Literacy Through Photography

Literacy Through Photography (LTP) is a teaching methodology that encourages children to explore their worlds as they photograph scenes from their own lives, using the images as catalysts for verbal and written expression around universal themes such as self-portrait, community, family, and dreams. The work can give teachers a glimpse into students’ lives and give students a way to understand each other’s diverse experiences. One of CDS’s oldest initiatives, LTP was originally developed by artist/educator Wendy Ewald in partnership with CDS and the Durham Public Schools. Ewald also developed an LTP program in Houston.

 Staff at CDS share the LTP philosophy and methodology in various ways:

  • The program continues its decades-long work with students and teachers in Durham Public Schools, working across different curricula and disciplines by connecting picture making with writing and critical thinking. Recent collaborations include “Stories from Stagville,” a multimedia exploration of the lives of individuals enslaved on Durham’s former Stagville plantation; “Song of Myself,” a project inspired by Walt Whitman’s literary classic; and the “Un-Selfie Project,” which takes a critical look at the selfie craze. An undergraduate LTP class at CDS integrates college students into this work, and includes review and discussion of teaching, photography, and contemporary social issues relevant to public education.
  • Through the LTP Arusha DukeEngage summer program in Arusha, Tanzania, Duke undergraduates participate with LTP staff in training Tanzanian teachers in LTP’s philosophy and methodology and work with Tanzanian students on classroom photography and writing projects.
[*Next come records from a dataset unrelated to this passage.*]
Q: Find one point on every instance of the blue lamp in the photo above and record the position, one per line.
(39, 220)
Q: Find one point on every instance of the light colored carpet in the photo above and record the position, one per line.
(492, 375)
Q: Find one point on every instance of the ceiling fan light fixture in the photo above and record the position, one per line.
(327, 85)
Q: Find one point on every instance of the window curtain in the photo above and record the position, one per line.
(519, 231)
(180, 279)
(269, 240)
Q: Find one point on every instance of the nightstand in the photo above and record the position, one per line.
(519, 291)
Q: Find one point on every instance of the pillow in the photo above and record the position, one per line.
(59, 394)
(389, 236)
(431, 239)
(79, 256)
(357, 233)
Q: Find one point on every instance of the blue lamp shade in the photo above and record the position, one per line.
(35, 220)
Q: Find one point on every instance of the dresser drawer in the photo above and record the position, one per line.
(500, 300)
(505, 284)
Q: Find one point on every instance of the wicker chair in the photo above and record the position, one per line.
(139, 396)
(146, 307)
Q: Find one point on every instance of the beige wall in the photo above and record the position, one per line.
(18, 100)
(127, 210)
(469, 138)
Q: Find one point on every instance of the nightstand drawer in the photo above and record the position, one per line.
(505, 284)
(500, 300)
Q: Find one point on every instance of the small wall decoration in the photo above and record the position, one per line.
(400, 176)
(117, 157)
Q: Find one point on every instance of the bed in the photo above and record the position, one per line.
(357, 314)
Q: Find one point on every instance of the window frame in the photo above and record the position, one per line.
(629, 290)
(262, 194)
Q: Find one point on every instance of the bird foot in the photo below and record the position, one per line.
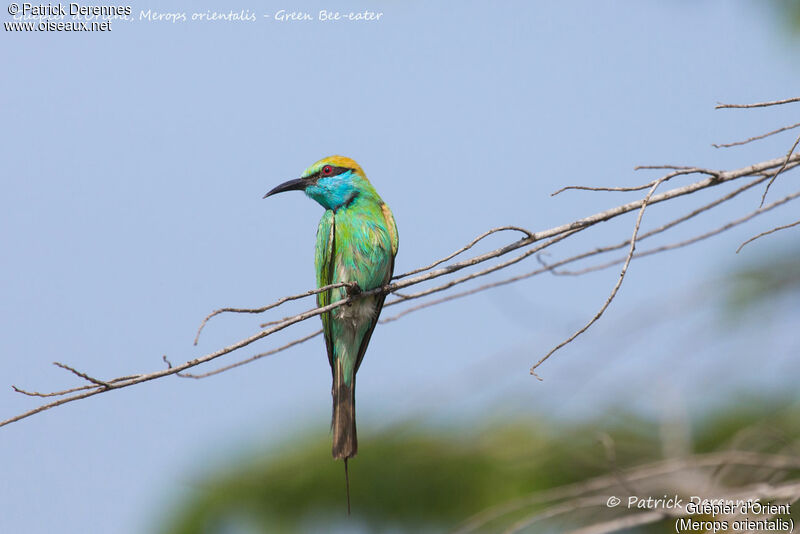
(352, 289)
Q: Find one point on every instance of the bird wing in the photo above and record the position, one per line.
(323, 260)
(392, 229)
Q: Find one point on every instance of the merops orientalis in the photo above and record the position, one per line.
(356, 242)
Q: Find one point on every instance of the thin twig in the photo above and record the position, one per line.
(275, 304)
(632, 474)
(464, 249)
(82, 375)
(554, 234)
(775, 176)
(252, 358)
(758, 104)
(613, 291)
(756, 138)
(762, 234)
(679, 172)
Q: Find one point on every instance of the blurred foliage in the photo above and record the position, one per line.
(420, 479)
(771, 277)
(789, 12)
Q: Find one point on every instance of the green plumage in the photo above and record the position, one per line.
(356, 242)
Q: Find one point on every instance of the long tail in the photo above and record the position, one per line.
(347, 485)
(345, 440)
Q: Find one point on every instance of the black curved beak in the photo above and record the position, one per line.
(298, 184)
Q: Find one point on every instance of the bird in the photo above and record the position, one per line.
(356, 246)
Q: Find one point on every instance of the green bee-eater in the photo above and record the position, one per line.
(356, 242)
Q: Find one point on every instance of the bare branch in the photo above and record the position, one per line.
(757, 137)
(774, 176)
(437, 269)
(275, 304)
(648, 473)
(680, 171)
(758, 104)
(616, 287)
(252, 358)
(762, 234)
(82, 375)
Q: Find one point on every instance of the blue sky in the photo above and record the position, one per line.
(134, 166)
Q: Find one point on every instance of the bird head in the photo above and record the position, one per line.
(333, 182)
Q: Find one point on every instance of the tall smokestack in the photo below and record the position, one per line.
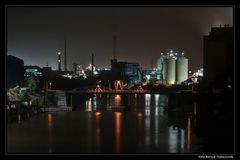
(59, 61)
(114, 46)
(65, 54)
(92, 63)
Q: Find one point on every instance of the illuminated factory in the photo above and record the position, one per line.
(172, 68)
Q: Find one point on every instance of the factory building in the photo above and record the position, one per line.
(172, 68)
(218, 57)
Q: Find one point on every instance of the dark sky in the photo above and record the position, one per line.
(36, 34)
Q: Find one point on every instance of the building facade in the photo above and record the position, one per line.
(218, 57)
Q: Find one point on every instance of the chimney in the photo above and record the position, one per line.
(92, 63)
(114, 46)
(65, 54)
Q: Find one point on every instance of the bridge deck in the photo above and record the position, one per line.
(123, 91)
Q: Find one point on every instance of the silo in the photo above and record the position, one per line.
(159, 67)
(181, 69)
(171, 72)
(164, 69)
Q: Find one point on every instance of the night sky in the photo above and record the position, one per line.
(36, 34)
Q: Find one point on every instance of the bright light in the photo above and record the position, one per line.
(97, 113)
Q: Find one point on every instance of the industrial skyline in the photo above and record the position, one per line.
(37, 34)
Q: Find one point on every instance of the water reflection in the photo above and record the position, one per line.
(98, 130)
(140, 130)
(117, 100)
(182, 139)
(189, 135)
(89, 104)
(118, 130)
(147, 128)
(50, 133)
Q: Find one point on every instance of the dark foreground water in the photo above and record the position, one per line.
(147, 126)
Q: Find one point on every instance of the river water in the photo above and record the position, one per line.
(108, 123)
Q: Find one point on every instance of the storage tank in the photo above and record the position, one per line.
(181, 69)
(171, 70)
(159, 67)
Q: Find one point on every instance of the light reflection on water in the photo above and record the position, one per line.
(145, 128)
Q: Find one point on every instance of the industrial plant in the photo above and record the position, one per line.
(172, 68)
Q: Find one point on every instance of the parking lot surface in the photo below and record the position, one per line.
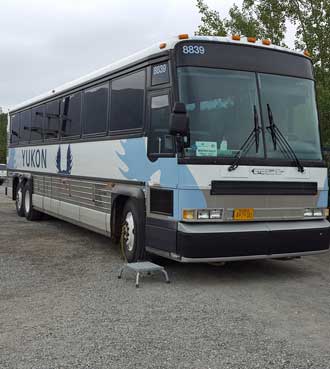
(62, 306)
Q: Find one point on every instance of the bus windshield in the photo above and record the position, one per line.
(222, 106)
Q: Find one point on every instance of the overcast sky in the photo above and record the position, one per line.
(45, 43)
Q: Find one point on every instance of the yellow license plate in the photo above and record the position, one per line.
(244, 214)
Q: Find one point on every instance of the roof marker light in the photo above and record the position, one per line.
(183, 36)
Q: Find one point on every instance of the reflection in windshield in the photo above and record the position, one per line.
(220, 104)
(294, 111)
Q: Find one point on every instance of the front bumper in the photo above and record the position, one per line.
(239, 241)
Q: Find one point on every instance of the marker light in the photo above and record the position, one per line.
(308, 213)
(215, 214)
(188, 214)
(318, 213)
(203, 214)
(183, 36)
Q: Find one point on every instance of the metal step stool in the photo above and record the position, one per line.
(143, 267)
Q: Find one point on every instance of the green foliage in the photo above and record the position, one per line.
(267, 19)
(3, 137)
(212, 24)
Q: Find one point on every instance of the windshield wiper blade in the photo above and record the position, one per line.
(284, 145)
(252, 138)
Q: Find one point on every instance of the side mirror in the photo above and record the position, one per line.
(179, 121)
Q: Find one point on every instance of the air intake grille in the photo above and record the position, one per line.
(262, 188)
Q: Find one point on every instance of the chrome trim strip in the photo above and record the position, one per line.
(251, 257)
(232, 258)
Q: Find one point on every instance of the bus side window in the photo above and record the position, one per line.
(25, 125)
(14, 122)
(52, 123)
(160, 141)
(71, 108)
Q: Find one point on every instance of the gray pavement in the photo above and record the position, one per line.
(62, 306)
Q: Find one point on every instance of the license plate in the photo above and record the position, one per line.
(244, 214)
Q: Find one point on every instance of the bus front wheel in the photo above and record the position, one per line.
(132, 232)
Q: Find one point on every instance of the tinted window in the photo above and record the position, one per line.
(127, 100)
(96, 109)
(52, 120)
(14, 119)
(38, 114)
(160, 141)
(25, 125)
(160, 74)
(71, 111)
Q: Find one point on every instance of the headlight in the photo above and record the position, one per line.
(203, 214)
(188, 214)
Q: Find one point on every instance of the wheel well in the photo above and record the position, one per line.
(16, 181)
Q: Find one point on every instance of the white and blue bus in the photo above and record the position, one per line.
(197, 149)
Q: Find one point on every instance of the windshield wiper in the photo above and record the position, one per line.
(252, 138)
(283, 143)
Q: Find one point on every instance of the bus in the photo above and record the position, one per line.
(197, 149)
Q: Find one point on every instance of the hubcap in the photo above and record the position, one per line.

Hundreds of teachers and thousands of Tanzanian students have participated in the program.
  • Workshops throughout the United States and abroad train artists, educators, and others in LTP’s methods for combining photography and creative writing while encouraging participants to design individual plans for their own LTP-based projects.
  • With support from Duke University’s David M. Rubenstein Rare Book, Manuscript, and Special Collections Library, LTP has archived photographic and written work made by Durham students. This archive is a resource for researchers and the general public.
  • LTP guidebooks include I Wanna Take Me a Picture: Teaching Photography and Writing to Children and Literacy and Justice Through Photography: A Classroom Guide.